President Putin's fears in connection with alleged efforts of Western special services to collect biomaterials of Russian citizens seem unfounded, Alexander Markov, Doctor of Biology, chief of the Department of Biological Evolution of the Faculty of Biology at the Moscow State University, told Pravda.Ru.
During a recent meeting of the Human Rights Council on October 30, President Putin stated that Russia and its people became an object of great interest to Western special services, which, as he claimed, collect biological material of Russian people throughout the country.
On Tuesday, Putin's official spokesman Dmitry Peskov confirmed that representatives of certain non-governmental organizations and other agencies collect such information indeed, and special services registered such incidents.
The US Air Force published one of its contracts on the Federal Business Opportunity public procurement website. According to the text of the document, the US Air Force plans to purchase 12 samples of ribonucleic acid (RNA, one of the three basic macromolecules contained in cells of all living organisms) and 27 samples of stratum synoviale (synovium, produces the fluid necessary for joints). The contract specified that all samples should be collected from Russian donors, The Insider wrote.
There is another example. Scientists from the University of Arizona and the Institute of Cytology and Genetics of Novosibirsk, who examined genetic signs of adaptation to cold in indigenous peoples of Siberia, collected 21 samples of DNA from two Siberian peoples - the Nganasan (nomadic hunters of Taimyr) and the Yakut (reindeer herders).
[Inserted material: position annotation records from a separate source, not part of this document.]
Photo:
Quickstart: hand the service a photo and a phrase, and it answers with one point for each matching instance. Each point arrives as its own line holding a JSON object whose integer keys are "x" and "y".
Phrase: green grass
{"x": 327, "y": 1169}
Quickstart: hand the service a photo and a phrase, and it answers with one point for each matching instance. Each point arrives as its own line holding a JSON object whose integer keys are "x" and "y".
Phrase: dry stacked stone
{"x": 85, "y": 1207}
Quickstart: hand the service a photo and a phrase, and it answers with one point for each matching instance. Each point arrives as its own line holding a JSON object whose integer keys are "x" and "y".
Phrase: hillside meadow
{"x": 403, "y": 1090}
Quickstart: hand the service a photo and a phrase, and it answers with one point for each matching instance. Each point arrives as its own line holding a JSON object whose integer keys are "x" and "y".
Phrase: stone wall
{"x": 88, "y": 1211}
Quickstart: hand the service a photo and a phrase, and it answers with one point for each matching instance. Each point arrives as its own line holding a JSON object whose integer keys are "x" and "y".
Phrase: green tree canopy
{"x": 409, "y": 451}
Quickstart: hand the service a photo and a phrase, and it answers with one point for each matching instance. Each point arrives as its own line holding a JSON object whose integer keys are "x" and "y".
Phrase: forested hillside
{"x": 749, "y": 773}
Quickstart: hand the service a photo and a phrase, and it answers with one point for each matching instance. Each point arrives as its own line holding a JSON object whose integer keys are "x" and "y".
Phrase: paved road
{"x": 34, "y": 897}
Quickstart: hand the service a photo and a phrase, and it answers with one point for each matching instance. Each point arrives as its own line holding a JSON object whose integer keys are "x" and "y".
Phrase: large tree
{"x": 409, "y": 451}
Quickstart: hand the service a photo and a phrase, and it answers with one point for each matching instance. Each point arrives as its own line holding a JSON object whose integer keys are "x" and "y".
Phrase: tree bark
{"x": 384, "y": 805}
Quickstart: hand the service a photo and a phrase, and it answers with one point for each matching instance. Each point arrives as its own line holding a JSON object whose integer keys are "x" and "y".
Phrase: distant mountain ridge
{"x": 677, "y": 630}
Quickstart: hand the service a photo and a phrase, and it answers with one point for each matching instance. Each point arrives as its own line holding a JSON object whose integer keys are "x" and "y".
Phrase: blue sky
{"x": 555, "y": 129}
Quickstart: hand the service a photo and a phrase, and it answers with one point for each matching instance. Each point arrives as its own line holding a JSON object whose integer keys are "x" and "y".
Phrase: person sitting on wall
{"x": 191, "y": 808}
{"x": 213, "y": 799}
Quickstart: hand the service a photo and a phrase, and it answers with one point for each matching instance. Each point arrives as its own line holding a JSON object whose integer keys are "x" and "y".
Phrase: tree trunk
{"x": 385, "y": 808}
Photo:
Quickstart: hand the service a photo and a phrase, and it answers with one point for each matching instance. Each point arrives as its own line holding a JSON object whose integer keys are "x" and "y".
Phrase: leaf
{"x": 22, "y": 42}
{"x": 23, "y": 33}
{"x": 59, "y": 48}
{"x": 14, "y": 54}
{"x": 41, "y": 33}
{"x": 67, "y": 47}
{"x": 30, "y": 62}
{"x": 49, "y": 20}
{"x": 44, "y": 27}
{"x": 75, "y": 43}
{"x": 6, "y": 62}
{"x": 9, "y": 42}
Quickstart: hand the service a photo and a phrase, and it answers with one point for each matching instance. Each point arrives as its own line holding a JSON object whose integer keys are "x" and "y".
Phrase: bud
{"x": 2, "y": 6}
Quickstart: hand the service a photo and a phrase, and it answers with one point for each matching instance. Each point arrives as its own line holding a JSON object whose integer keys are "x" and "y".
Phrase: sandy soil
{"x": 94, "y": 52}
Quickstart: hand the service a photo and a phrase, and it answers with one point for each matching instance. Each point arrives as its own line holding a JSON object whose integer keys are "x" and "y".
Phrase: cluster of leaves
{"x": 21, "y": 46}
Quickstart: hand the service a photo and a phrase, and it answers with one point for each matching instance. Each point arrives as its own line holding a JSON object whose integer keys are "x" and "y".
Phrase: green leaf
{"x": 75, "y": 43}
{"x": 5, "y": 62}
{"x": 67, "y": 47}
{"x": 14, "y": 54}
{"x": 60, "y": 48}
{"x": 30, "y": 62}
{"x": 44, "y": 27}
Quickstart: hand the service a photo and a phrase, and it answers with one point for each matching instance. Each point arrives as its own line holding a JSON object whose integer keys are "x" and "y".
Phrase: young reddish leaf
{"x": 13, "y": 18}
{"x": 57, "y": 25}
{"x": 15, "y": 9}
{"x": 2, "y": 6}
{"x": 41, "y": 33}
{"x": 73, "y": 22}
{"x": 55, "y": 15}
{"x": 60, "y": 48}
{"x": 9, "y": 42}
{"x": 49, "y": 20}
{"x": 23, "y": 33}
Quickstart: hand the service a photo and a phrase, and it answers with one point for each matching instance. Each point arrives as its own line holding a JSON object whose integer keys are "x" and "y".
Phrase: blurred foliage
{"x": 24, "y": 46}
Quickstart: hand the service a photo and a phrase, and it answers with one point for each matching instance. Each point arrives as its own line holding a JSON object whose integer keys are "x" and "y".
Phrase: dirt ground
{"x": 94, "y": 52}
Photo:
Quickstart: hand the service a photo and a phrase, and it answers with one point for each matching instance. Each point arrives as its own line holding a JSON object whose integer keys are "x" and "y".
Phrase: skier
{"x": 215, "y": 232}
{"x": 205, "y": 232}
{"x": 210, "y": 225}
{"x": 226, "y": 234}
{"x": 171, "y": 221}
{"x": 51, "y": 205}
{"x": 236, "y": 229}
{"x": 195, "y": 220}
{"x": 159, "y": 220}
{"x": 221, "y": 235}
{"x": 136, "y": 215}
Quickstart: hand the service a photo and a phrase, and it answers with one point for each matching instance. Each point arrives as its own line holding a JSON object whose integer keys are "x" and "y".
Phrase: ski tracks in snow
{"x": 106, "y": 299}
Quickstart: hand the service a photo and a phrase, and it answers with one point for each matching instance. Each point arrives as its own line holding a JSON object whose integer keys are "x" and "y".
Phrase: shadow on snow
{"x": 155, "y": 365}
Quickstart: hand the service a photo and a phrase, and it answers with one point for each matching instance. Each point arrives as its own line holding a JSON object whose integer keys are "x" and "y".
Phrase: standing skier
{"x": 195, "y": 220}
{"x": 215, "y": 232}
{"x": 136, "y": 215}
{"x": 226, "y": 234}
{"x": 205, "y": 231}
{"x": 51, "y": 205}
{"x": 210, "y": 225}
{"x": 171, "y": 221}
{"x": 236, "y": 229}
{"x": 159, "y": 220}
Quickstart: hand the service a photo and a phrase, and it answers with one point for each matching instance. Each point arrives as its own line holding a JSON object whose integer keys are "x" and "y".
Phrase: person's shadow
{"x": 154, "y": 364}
In the samples, the scientists isolated exoms (protein-coding genes) and had them sequenced to determine the order of DNA blocks (nucleotides) in the genetic code of a human being.
According to Alexander Markov, this is "routine biological work" to restore paths of ancient migrations of peoples. "This is what ethnographers and geneticists do all the time. This is a common story. Moreover, Russia is not the only country in the world, where they collect biological materials - this work is regularly conducted in absolutely all countries, for all nations," the biologist told Pravda.Ru.
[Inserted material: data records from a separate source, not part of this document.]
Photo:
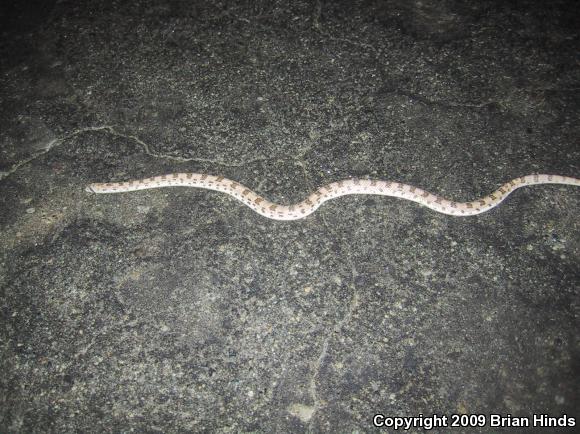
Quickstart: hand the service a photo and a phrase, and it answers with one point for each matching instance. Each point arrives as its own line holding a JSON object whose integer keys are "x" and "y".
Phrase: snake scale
{"x": 331, "y": 191}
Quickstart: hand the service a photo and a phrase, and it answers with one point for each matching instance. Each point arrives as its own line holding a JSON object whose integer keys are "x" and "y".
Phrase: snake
{"x": 330, "y": 191}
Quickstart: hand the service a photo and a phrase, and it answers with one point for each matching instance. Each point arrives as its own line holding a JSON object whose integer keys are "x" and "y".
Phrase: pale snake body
{"x": 331, "y": 191}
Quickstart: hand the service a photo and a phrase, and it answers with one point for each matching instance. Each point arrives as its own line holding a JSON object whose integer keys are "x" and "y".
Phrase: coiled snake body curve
{"x": 331, "y": 191}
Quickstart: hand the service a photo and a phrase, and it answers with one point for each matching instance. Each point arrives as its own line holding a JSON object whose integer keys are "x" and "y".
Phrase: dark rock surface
{"x": 181, "y": 310}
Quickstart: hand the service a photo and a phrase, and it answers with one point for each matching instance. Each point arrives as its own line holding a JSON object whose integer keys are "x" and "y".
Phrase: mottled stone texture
{"x": 181, "y": 310}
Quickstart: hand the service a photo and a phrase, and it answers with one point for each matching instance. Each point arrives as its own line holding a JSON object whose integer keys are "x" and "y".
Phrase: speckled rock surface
{"x": 180, "y": 310}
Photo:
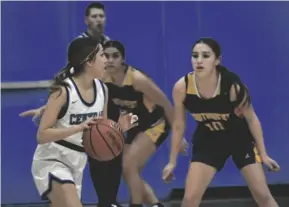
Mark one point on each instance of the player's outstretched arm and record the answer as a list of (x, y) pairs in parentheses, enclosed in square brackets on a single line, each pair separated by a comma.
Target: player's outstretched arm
[(145, 85), (46, 131), (179, 123)]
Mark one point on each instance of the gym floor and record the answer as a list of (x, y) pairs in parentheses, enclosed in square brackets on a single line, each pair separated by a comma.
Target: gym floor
[(283, 202)]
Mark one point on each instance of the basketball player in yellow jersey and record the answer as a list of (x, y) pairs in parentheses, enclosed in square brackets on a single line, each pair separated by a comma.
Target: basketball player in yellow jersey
[(226, 126), (132, 91)]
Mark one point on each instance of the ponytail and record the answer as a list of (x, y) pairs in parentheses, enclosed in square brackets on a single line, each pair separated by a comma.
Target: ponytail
[(242, 92), (58, 80)]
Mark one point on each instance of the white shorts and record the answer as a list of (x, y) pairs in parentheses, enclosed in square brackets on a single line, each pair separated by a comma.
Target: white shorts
[(54, 161)]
According to the expert, comparative genomics and paleogennomics develop very rapidly too. Genetic material is needed to understand the evolution of certain features in modern-day people. There are many of such research works, and scientists try to reach as many human populations as possible, in most remote areas.
"It am worried that illiterate politicians will try to impose restrictions on science. We may proclaim genetics a bourgeois pseudoscience, as it was during the times of Lysenko. This is very dangerous for science," said Alexander Markov.